Even though the policy made clear that the insurer was not obligated to pay any of these expenses, given that EmbroidMe had not obtained the insurer’s consent to generate them, EmbroidMe nonetheless insisted that it was entitled to reimbursement. It argued that Florida’s claims administration statute (the “CAS”) required the insurer to notify the insured of the specific basis for a denial within 30 days of becoming aware of its existence. EmbroidMe contended that the insurer had refused to pay pre-tender legal expenses 39 days after speaking with EmbroidMe’s general counsel about the claim. It argued that because the insurer’s notification was made after the 30-day statutory deadline had elapsed (albeit by only a few days), it had to pay the pre-tender legal expenses that it never had authorized.
EmbroidMe sued and the U.S. District Court for the Southern District of Florida rejected EmbroidMe’s argument. The district court granted summary judgment in favor of the insurer, reasoning that the insurance contract expressly excluded expenses incurred by an insured absent the insurer’s agreement to pay those expenses, and that this constituted an exclusion from coverage, not a defense to coverage otherwise provided by the policy. Therefore, the district court decided, the CAS did not apply.

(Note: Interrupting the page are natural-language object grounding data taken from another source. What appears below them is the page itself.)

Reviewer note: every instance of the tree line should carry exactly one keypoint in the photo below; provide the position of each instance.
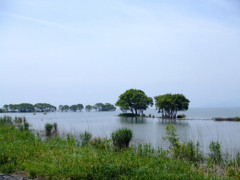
(44, 107)
(132, 102)
(136, 101)
(27, 107)
(88, 108)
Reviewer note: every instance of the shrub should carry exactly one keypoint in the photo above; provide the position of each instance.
(85, 138)
(122, 137)
(172, 136)
(98, 142)
(55, 127)
(48, 128)
(215, 152)
(26, 126)
(181, 116)
(237, 118)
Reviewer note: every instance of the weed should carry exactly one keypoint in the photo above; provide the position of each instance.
(85, 138)
(48, 128)
(215, 155)
(122, 137)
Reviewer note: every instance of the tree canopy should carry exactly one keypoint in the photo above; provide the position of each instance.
(104, 107)
(88, 108)
(134, 100)
(26, 107)
(170, 104)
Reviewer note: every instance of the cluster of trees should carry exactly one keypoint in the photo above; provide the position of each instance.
(136, 101)
(27, 107)
(101, 107)
(74, 108)
(80, 107)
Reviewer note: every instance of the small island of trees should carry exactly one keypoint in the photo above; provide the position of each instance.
(136, 101)
(132, 102)
(27, 107)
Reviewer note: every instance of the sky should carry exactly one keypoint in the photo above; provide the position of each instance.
(75, 51)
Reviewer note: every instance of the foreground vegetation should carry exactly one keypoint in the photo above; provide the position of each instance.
(21, 152)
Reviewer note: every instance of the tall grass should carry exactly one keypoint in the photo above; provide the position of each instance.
(56, 158)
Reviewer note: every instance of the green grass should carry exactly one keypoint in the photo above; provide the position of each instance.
(56, 158)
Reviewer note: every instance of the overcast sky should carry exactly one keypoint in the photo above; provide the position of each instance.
(68, 52)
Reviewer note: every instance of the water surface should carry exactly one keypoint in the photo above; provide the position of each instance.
(199, 127)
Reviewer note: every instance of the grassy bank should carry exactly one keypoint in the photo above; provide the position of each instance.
(21, 152)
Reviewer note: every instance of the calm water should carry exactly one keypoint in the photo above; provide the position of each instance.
(199, 127)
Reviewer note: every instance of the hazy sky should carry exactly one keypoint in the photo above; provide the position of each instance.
(68, 52)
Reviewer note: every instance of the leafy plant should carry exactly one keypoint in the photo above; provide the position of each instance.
(48, 128)
(55, 127)
(85, 138)
(181, 116)
(26, 126)
(122, 137)
(215, 152)
(237, 118)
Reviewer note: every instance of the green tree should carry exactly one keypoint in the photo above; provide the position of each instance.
(65, 108)
(134, 100)
(25, 107)
(80, 107)
(88, 108)
(108, 107)
(44, 107)
(60, 108)
(170, 104)
(73, 108)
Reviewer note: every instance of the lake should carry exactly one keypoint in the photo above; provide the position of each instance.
(199, 127)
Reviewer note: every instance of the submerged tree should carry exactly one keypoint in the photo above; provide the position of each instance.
(134, 100)
(80, 107)
(170, 104)
(44, 107)
(104, 107)
(88, 108)
(65, 108)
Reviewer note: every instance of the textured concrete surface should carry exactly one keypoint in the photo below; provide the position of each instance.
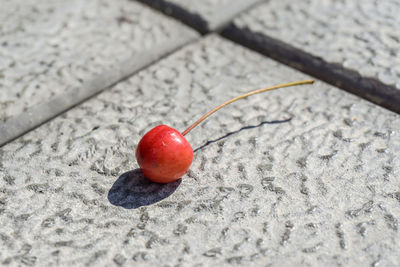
(305, 175)
(359, 35)
(206, 15)
(49, 46)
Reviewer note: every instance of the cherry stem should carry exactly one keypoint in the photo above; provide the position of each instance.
(242, 97)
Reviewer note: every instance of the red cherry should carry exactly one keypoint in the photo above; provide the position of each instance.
(163, 153)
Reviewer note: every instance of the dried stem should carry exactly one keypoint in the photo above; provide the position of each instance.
(244, 96)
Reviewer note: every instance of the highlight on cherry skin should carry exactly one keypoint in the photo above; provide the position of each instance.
(164, 155)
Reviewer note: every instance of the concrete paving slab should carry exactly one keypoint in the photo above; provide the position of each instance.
(204, 16)
(305, 175)
(66, 47)
(359, 40)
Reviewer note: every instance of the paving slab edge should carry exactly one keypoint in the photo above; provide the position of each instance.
(193, 20)
(334, 74)
(41, 113)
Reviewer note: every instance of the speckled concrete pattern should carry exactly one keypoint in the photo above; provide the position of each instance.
(49, 46)
(205, 15)
(360, 35)
(304, 175)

EmbroidMe appealed to the Eleventh Circuit.
The Eleventh Circuit’s Decision
The Eleventh Circuit, applying Florida law, affirmed.
In its decision, it agreed with the district court that the insurer was not required to comply with the CAS when asserting its refusal to reimburse EmbroidMe for pre-tender defense fees the company had chosen to incur. The Eleventh Circuit reasoned that the insurer had relied on an exclusion, not on a coverage defense, in its refusal to pay EmbroidMe’s pre-tender legal expenses. Therefore, the CAS did not control.
EmbroidMe’s contrary position tended to conflate the concepts of an insurer’s duty to defend and its duty to timely convey a coverage defense, the Eleventh Circuit concluded.
The case is EmbroidMe.com, Inc. v. Travelers Property Cas. Co. of America, 845 F.3d 1099 (11th Cir. 2017).